Belum lagi, ember lain juga penuh. Jenis tangkapannya pun bervariasi, misalnya
ikan, gurita, udang (lobster), siput, belut laut, kepiting dan lain sebagainya.
Ya,
mungkin waktu itu ekosistem laut masih terjaga dengan baik. Terumbu karang,
rumput laut liar, lumut, batu-batu karang dasar laut, dan lain-lainnya masih
terpelihara dengan baik. Namun, ketika budidaya rumput laut mulai merambah
sekitar tahun 90-an, masyarakat berebut mencari lahan (petak) untuk ditanami
rumput laut. Karang-karang dasar laut dan termasuk terumbu karang harus
dibersihkan dari areal petak rumput laut. Dari sinilah, keberadaan biodata laut
mulai sedikit terganggu.
Penguasaan
petak-petak (lahan) oleh petani rumput laut menyebabkan arena “nyundih” semakin
sempit. Populasi ikan dan jenis hewan laut lainnya juga dirasakan berkurang.
Mungkin faktor inilah salah satu yang menjadi penyebab semakin berkurangnya
hasil tangkapan “nyundih” dari warga.
Padahal,
era kejayaan budi daya rumput laut orang semakin jarang melakukan aktivitas
“nyundih”. Ya, mungkin kebanyakan petani rumput laut lelah karena seharian
melakukan aktivitas bertani rumput laut. Selain itu, banyak yang beranggapan
bahwa kebutuhan terhadap lauk dapat dipenuhi dengan cara membeli dari para
nelayan. Karena perekonomian masyarakat pesisir waktu itu cukup baik.
Dampaknya,
aktivitas “nyundih” kian berkurang pendukungnya. Pasca runtuhnya rumput laut
(awal tahun 2000-an), aktivitas “nyundih” juga lerlihat sepi. Kesepian ini
berlanjut ketika pariwisata berkembang di NP mulai sekitar tahun 2016.
Aktivitas “nyundih” menemui titik nadir.
Namun,
di penghujung tahun 2019 pariwisata NP anjlok dilanda pandemi Covid-19. Ekonomi
masyarakat di kampung saya mulai kedodoran.
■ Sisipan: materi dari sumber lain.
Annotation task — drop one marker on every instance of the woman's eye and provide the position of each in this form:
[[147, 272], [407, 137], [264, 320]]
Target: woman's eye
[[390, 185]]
Bahkan, untuk memenuhi kebutuhan lauk dirasakan sangat sulit. Kondisi ini menyebabkan
aktivitas “nyundih” mendapat dukungan kembali. Beberapa anak milenial mulai
melakukan aktivitas “nyundih” untuk memenuhi keperluan lauk dapurnya.
Namun,
ada perubahan “nyundih” masa kini dengan masa sebelumnya, terutama pada alat
penerangnya. Ketika lampu petromaks sudah masuk museum, maka muncul alat
penerang yang lebih praktis dan portabel yaitu lampu senter (charger) dengan
berbagai tipe. Umumnya, tipe yang paling digandrungi oleh masyarakat ialah
lampu senter yang diletakkan di atas kepala.
Bukan
hanya berbeda soal alat penerang, “nyundih” dulu dan sekarang juga memiliki
spirit yang tak sama. Dulu, “nyundih”
menjadi ketulusan untuk menghadapi kenyataan (kebutuhan) hidup. Akan tetapi,
sekarang “nyundih” tak ubahnya sebagai sebuah spirit pelarian kenyataan hidup.